Another disappointingly soft US payrolls number in April with employment increasing 115k in the month, below market expectations of 160k. The disappointment was tempered somewhat by the continuation of the trend of upward revisions to prior months with February and March being revised up a combined 53k.
Private sector employment rose 130k and the unemployment rate fell from 8.2% to 8.1%, thanks to a further decline in the participation rate.
The sectoral breakdown was much as expected with growth in manufacturing, business services education and health. The weak sectors were government and construction. The weak construction result gives credence to the theory that good seasonal factors boosted growth in this sector earlier in the yera and that weaker data now is the payback.
Aggregate hours worked rose a miserly 0.1% in the month, but are up 2.1% over the year, supporting our view the economy is growing a about a 2% pace. Average hourly earnings are up 1.8% over the year.
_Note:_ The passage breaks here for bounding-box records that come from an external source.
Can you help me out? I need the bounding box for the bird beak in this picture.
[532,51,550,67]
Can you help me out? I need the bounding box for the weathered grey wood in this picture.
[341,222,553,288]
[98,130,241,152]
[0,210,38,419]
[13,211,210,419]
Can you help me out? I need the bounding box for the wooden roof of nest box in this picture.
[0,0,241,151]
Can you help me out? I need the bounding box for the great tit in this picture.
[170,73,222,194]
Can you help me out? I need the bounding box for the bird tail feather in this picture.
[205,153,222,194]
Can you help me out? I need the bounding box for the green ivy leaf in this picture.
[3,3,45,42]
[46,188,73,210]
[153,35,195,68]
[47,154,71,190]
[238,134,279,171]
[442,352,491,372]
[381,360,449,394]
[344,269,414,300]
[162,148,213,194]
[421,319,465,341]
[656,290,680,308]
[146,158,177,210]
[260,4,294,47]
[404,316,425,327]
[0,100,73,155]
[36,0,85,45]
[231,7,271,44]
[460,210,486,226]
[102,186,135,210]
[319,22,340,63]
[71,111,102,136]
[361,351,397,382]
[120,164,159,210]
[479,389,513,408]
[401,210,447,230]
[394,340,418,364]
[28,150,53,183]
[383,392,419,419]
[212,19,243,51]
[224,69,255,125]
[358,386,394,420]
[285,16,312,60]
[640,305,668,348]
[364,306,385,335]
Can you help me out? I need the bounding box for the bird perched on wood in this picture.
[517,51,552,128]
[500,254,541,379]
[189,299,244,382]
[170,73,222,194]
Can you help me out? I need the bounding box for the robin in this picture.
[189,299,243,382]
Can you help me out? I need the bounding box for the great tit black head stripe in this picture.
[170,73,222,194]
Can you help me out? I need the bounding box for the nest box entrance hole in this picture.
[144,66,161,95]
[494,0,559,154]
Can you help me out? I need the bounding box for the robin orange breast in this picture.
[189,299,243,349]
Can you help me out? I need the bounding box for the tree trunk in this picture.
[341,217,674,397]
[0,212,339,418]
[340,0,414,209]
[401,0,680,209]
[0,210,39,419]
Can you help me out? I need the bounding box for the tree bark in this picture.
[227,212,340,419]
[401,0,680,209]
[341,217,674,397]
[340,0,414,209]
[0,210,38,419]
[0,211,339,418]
This result doesn't alter our view of continued modest growth in America and a gradual decline in the unemployment rate. After two soft results from the labour market, it's timely to remind ourselves that the high unemployment rate is as much a structural problem as it is cyclical.
We continue to worry that there is a significant mismatch between the skill-set of the currently available pool of labour and the new jobs that are being (slowly) created. I think that's a key factor behind the decline in the participation rate: some folk just don't think there's a job out there for them.
Monetary policy can't fix structural problems. American policymakers need to get their skates on and work up a comprehensive skills development program. The labour market, via soft jobs growth, is a significant constraint on a stronger US recovery. It could prove to also be the next biggest constraint via skills shortages.